Government agencies, for their part, are required to award on a more objective basis due to time constraints. Thousands of contracts are released daily on SAM.gov, which means that the government cannot have a lot of evolving conversations with every potential bidder. Having all needs for each contract written out beforehand reduces the need for further discussion between government agencies and potential vendors. This results in extremely prescriptive contracting requirements.
How Award Decisions Are Made
There are two main processes driving award decisions, based on different evaluation regimes. The government can judge proposals by the lowest price offered or the best value given:
- Low Price Technically Acceptable (LPTA)
- Best Value Procurement (BVP)
Low Price Technically Acceptable
As the name suggests, the vendor offering the lowest price among all compliant proposals wins. The government ranks all proposals received from least expensive to most expensive. Then the proposals are read in order and evaluated based on three main factors:
- Administrative compliance
- Substance review
- Adherence to contract-specific requirements
Adhering to administrative requirements in proposals is extremely important. Government officers look for the correct font size, margin size, tabs, headers, and other formatting details. Vendors with incorrectly formatted proposals will automatically be disqualified from the decision process.
In this step, the government looks through the bid for every element requested in the proposal to see whether each has been properly addressed. Vendors need to include all details as asked for. For example, forgetting to answer a question’s sub-bullet can automatically disqualify the proposal.
Government contracts often have very specific requirements in order to eliminate as many subjective decisions as possible. For example, a team may need to submit a resume for its proposed team lead, who must have a master’s degree and at least 12 years of experience. If a team lead’s resume does not have the required credentials, the proposal will be disqualified.
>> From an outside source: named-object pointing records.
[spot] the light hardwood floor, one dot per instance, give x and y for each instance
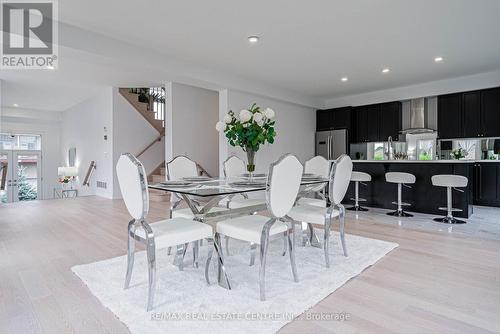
(434, 282)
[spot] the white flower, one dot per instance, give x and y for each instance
(245, 116)
(258, 118)
(269, 113)
(220, 126)
(228, 119)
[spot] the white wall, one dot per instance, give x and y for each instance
(191, 115)
(40, 122)
(83, 128)
(460, 84)
(132, 133)
(295, 128)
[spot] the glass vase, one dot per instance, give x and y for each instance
(250, 161)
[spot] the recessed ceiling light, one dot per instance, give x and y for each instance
(253, 39)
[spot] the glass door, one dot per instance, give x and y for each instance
(26, 185)
(5, 176)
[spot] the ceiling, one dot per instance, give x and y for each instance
(306, 47)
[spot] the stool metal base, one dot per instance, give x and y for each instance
(398, 213)
(449, 220)
(357, 208)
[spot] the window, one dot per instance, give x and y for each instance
(20, 142)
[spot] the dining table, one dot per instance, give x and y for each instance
(201, 194)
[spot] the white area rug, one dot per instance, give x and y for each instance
(216, 310)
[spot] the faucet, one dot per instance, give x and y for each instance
(389, 153)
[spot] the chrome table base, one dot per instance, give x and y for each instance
(400, 213)
(449, 220)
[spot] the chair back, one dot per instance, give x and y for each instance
(283, 184)
(133, 185)
(234, 166)
(180, 167)
(340, 176)
(448, 180)
(318, 165)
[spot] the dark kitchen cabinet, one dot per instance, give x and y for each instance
(364, 130)
(376, 122)
(324, 120)
(471, 113)
(450, 116)
(338, 118)
(390, 120)
(490, 112)
(487, 183)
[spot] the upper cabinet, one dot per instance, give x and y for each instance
(376, 122)
(490, 112)
(450, 116)
(390, 120)
(337, 118)
(470, 114)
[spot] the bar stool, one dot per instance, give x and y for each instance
(402, 179)
(450, 182)
(357, 178)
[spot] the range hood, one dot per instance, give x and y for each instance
(418, 117)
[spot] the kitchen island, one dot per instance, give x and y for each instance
(423, 196)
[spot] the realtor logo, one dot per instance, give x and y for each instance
(29, 34)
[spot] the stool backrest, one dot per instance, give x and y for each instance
(400, 177)
(283, 184)
(340, 176)
(447, 180)
(133, 183)
(180, 167)
(234, 166)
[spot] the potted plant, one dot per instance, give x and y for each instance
(250, 129)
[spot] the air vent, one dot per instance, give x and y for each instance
(101, 184)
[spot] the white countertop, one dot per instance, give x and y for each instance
(427, 161)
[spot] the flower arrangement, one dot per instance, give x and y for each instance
(458, 153)
(250, 129)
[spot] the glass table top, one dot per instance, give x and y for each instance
(222, 187)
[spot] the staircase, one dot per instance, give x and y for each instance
(150, 103)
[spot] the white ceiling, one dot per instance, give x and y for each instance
(305, 47)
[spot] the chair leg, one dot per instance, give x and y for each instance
(209, 258)
(130, 253)
(326, 244)
(313, 237)
(150, 250)
(262, 269)
(291, 252)
(253, 247)
(341, 228)
(227, 244)
(222, 277)
(196, 250)
(181, 253)
(285, 240)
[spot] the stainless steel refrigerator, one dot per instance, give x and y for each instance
(331, 144)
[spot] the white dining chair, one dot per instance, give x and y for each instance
(317, 165)
(236, 167)
(340, 177)
(133, 183)
(281, 192)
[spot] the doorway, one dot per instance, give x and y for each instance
(20, 168)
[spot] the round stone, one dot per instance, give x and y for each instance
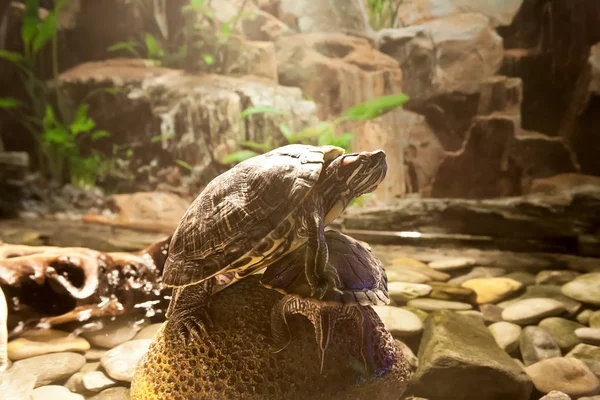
(525, 278)
(556, 395)
(54, 392)
(398, 321)
(446, 291)
(96, 381)
(401, 292)
(412, 359)
(114, 332)
(590, 355)
(94, 354)
(586, 288)
(492, 290)
(537, 344)
(506, 335)
(589, 335)
(563, 331)
(37, 343)
(594, 320)
(478, 272)
(121, 361)
(491, 312)
(50, 368)
(433, 304)
(450, 264)
(566, 374)
(556, 277)
(150, 331)
(584, 317)
(116, 393)
(530, 311)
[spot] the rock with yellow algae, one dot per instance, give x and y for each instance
(238, 360)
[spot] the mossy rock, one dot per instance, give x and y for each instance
(238, 360)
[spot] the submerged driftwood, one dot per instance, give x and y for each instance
(63, 284)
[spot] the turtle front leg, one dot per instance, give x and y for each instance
(189, 310)
(319, 274)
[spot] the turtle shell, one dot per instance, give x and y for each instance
(362, 276)
(240, 208)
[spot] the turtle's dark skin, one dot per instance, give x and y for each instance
(264, 208)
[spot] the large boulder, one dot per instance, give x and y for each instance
(339, 71)
(497, 158)
(457, 353)
(239, 361)
(167, 115)
(342, 16)
(451, 54)
(414, 12)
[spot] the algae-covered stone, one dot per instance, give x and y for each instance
(240, 359)
(563, 331)
(458, 353)
(590, 355)
(586, 288)
(537, 344)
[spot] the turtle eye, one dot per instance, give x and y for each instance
(350, 159)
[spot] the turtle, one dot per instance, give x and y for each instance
(261, 210)
(362, 277)
(363, 283)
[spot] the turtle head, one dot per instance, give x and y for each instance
(351, 175)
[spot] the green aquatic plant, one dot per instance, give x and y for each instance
(59, 128)
(202, 44)
(323, 133)
(382, 13)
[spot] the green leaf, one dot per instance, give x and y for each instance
(256, 146)
(286, 131)
(49, 120)
(184, 165)
(29, 29)
(100, 134)
(158, 138)
(11, 56)
(375, 107)
(238, 156)
(154, 50)
(208, 59)
(262, 110)
(344, 141)
(82, 122)
(9, 102)
(47, 30)
(57, 135)
(226, 30)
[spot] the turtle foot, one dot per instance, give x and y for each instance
(193, 325)
(330, 281)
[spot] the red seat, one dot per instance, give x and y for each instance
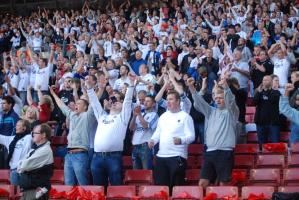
(4, 176)
(58, 177)
(223, 191)
(257, 190)
(269, 177)
(60, 188)
(195, 149)
(271, 150)
(291, 176)
(58, 163)
(9, 190)
(288, 189)
(284, 136)
(121, 192)
(187, 192)
(250, 110)
(59, 140)
(293, 160)
(252, 137)
(249, 118)
(138, 177)
(127, 162)
(295, 148)
(247, 149)
(270, 161)
(192, 176)
(244, 161)
(94, 188)
(153, 192)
Another example of a requirement is that the vendor may need to describe three previous work experiences. This is a binary threshold, because vendors only need to adhere to the minimum requirements to proceed, and so it acts purely as a compliance review.
Best Value Procurement
In this scenario, the government will evaluate all compliant proposals and make a decision that is not based solely on price. The first two evaluation factors mentioned above also apply here, but in this case, some subjectivity is required as well. All proposals are evaluated based on:
- Administrative compliance
- Substance review
- Perceived value to government
Perceived Value to Government
Judgments are made by balancing the products or services offered against their value to the government. There is an aversion to subjective judgments in awarding contracts; as a result, the government will load these types of proposals with external quantifiable benchmarks. For example, a team’s project manager must have his or her PMP certification and 10 years of experience, or a vendor must have completed three similar pieces of work in the past. Each piece of work is then evaluated and awarded a numeric score based on a number of factors. These can include the project’s technical complexity, the vendor’s performance, and administrative performance.
The government provides structured rubrics and evaluation criteria to create the impression of precision and repeatability in this kind of award process. The scores given to each compliant proposal are then compared against their quoted prices. In theory, this should provide a more subjective solution that still offers quality results for complex contracts.
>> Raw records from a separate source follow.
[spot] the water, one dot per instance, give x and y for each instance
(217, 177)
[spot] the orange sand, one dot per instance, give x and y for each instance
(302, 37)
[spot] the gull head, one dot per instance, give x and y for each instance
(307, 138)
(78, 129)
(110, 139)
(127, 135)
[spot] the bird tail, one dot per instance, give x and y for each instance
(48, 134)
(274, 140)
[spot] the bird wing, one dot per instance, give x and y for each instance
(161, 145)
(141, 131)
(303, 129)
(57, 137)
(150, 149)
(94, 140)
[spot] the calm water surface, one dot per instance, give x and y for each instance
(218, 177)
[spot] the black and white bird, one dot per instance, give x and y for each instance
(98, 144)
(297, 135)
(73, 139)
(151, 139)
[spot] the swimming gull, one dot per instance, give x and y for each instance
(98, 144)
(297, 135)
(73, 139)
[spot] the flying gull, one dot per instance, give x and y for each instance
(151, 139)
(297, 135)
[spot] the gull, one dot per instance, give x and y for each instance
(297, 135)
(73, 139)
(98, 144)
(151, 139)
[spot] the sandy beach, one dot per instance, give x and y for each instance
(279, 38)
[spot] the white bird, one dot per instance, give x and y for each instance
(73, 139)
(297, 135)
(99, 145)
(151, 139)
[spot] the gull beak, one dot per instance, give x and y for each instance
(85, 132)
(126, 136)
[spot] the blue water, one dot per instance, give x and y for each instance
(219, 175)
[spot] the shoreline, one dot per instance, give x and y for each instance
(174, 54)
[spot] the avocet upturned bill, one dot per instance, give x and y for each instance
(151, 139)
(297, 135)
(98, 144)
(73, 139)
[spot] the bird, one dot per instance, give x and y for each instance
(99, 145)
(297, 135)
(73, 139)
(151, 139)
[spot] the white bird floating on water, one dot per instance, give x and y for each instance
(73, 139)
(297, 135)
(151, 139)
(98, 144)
The government needs to be objective when deciding who wins contract bids. As this is a large piece of the RFP structure, all requirements in government contracts are quantified. This works to reduce the time required to award a contract, as well as to increase the government’s options. Common assets and accreditation standards for bidders include:
- professional certifications
- college degrees and education
- company’s past performance history
For example, a project manager may need to have a master’s degree and 10 years of experience. RFPs are structured like this to help make the evaluation processes as objective as possible.
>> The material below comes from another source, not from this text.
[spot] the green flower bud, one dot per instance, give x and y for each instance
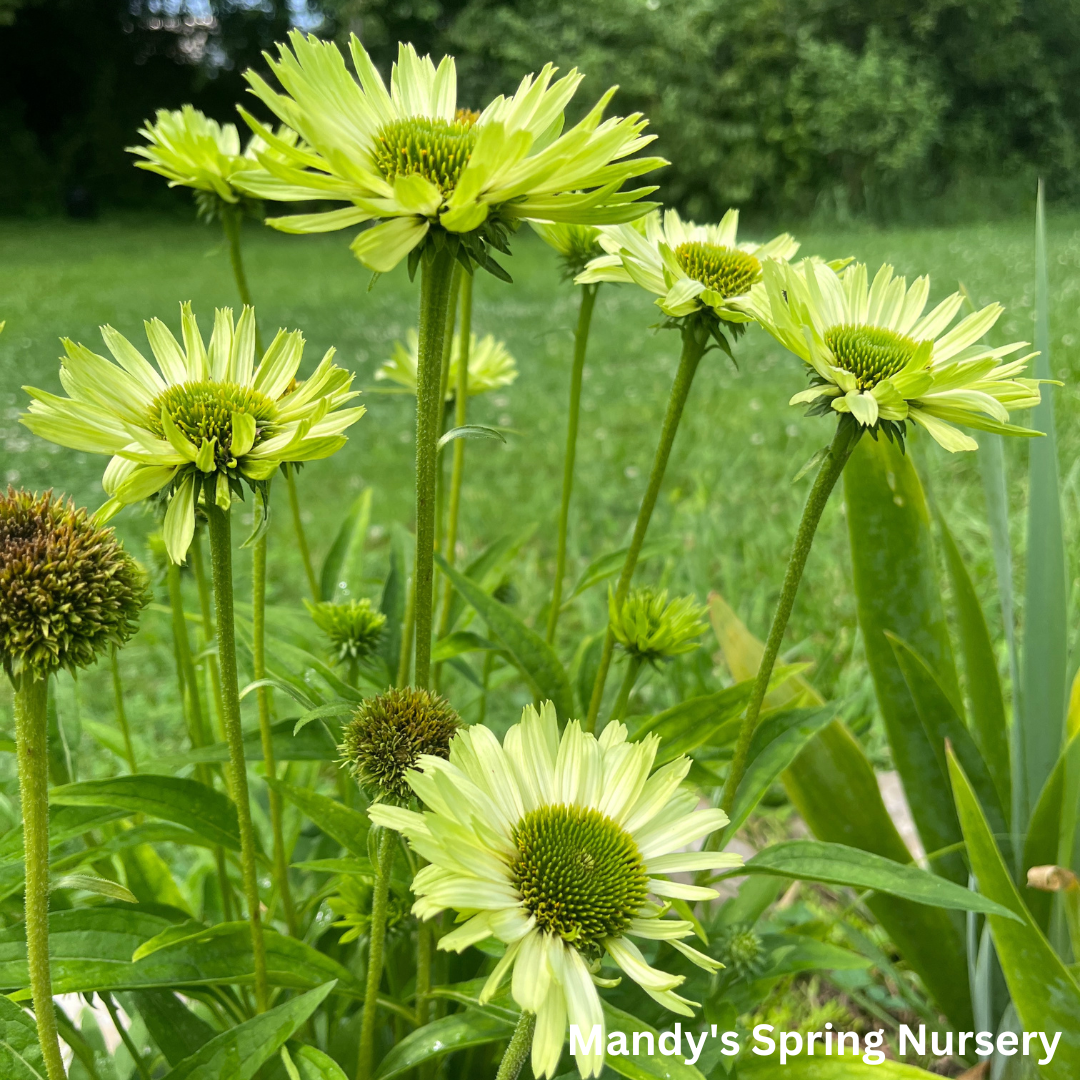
(68, 590)
(388, 734)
The government must work to minimize any risks when dealing with vendors. It thus favors businesses that offer reliability in their products and services. However, the award process still needs to be both objective and competitive. Contracts work to maximize and balance stability between vendors and government agencies. Outlining all requirements and demands helps lessen public speculation about subjectivity in the award process. Protests from losing vendors can prolong the proposal process for over a year, and also ruin a company’s reputation with the government. Having objective criteria reduces the risk of time delay in awarding contracts.